When testing a specific hardware component, whether it’s a graphics card, CPU, or any other component, as a reviewer you want to try to isolate the performance of that component as much as possible. That’s why reviewers will often test without sound, or run testing without other apps running in the background like email or ICQ, etc even though that’s not necessarily the way you normally do things in everyday use. After all, these variables can affect the true performance of the component you’re testing.
Timedemos that don’t include physics or AI is another tool that the reviewer can use to isolate the performance of a specific component, that’s why they’re often used to test video cards. When you're testing for video performance, removing CPU bottlenecks is the best way to see the true speeds of the graphics adapters.

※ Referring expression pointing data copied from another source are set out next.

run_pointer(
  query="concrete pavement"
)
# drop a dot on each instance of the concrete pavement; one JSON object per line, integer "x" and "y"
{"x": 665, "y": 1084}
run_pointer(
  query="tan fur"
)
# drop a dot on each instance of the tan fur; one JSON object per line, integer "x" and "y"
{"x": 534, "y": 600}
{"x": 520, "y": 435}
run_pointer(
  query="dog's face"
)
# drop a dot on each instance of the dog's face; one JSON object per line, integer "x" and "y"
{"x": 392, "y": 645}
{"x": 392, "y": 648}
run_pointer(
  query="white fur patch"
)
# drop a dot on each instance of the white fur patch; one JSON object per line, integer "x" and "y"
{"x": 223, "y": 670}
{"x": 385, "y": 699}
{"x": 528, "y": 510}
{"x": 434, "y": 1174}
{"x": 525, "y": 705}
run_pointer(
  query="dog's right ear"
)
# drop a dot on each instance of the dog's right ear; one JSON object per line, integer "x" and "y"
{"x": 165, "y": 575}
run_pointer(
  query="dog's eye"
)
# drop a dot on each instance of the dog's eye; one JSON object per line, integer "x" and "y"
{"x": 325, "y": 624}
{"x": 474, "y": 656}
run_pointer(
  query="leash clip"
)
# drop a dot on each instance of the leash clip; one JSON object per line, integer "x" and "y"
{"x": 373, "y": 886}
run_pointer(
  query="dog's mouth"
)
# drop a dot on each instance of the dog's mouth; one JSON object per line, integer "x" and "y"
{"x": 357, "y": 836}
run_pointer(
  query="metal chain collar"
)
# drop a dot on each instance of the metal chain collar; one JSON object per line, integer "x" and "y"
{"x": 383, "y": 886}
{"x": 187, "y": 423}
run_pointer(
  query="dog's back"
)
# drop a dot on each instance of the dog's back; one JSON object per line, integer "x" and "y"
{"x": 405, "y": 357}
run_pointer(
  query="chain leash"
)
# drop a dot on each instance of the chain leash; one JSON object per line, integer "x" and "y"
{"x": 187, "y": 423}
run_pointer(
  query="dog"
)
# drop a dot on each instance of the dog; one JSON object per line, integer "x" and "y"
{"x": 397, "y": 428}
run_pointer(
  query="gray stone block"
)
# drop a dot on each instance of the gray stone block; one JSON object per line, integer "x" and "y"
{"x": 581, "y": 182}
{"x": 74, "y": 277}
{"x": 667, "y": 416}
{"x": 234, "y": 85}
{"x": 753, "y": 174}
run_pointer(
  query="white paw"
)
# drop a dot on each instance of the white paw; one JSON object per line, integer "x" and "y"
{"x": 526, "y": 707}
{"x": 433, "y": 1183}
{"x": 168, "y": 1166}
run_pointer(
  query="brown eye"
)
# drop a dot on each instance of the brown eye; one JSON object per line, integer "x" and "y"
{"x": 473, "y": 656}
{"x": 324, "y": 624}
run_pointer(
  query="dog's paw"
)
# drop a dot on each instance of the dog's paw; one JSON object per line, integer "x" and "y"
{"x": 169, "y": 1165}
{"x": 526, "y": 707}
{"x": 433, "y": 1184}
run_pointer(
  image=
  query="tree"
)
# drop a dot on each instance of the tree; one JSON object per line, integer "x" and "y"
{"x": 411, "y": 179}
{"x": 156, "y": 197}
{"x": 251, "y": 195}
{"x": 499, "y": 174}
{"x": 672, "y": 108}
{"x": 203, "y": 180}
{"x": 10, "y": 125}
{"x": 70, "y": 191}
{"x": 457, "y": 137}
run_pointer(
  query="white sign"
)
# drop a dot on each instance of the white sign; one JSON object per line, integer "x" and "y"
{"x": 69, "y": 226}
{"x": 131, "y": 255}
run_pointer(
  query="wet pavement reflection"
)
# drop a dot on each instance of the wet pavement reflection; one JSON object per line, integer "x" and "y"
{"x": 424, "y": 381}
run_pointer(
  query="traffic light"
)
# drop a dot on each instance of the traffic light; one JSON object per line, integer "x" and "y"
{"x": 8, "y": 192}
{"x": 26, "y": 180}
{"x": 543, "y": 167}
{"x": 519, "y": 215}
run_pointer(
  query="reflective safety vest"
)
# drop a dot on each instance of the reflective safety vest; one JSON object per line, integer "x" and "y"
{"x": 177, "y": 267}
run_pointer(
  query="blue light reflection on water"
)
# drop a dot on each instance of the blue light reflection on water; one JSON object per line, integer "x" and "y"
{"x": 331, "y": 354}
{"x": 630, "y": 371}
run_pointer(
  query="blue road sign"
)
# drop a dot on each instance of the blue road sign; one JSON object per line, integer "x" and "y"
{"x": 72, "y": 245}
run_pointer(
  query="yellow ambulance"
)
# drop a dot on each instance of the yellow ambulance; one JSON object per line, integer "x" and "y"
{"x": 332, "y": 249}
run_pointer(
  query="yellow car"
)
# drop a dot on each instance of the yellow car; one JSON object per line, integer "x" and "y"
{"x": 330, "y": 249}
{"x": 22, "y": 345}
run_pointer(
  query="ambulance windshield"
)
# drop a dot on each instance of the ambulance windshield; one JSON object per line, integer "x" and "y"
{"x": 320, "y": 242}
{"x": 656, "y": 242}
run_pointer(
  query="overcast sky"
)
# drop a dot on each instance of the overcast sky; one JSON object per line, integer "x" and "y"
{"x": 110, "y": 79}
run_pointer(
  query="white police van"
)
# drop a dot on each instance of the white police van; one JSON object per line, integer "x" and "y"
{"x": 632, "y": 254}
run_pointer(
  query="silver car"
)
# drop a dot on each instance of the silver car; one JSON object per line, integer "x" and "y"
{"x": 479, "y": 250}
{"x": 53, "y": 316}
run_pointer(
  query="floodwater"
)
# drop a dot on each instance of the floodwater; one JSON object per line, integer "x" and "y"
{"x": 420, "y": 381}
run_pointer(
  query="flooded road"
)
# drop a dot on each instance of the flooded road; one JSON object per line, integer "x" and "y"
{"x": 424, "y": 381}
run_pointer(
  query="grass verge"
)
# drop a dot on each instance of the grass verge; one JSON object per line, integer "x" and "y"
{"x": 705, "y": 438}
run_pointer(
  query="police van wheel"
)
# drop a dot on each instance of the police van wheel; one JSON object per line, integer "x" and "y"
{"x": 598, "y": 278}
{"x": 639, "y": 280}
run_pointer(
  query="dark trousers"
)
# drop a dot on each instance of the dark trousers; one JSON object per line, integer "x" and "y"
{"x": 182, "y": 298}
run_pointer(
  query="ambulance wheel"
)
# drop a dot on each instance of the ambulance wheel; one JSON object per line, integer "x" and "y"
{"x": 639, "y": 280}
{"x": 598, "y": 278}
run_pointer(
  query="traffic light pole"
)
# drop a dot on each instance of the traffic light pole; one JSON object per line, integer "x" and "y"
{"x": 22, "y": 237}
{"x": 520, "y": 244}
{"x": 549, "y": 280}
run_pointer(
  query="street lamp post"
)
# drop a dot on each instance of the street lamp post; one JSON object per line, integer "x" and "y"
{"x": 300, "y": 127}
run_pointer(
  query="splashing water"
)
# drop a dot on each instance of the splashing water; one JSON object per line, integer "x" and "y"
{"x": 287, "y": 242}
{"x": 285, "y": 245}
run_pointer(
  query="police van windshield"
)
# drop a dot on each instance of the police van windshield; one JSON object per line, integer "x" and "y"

Testing with this method isn’t “lying” to readers – you’re showing the true performance of the hardware component you’re reviewing. Even if you do want to make the argument that since some timedemos remove AI and physics you’re not simulating real-world use, that still doesn’t change the fact that as long as you test hardware the same way it won’t matter.
In other words, ATI’s card isn’t going to suddenly come out ahead of NVIDIA because the timedemo didn’t include physics or AI. As long as you’re testing the hardware properly, the outcome shouldn’t be affected, just the frame rate will be a little different. And besides, by taking out aspects like AI and physics, it removes one potential bottleneck that prevents you from seeing the true performance potential of the hardware. This is why timedemos that don’t use AI/physics can be good for testing graphics cards or testing certain aspects of graphics cards.
When testing with timedemos, what we do is we attempt to minimize and isolate the effect other system components can have on the item being reviewed and show how that component performs in comparison to other potential upgrades the reader may be faced with, as well as how the component performs in comparison to older products. The graphs are presented in a concise, easy-to-read format at multiple resolutions as we realize that the results can vary at different resolutions, not to mention that not everyone is stuck at one resolution.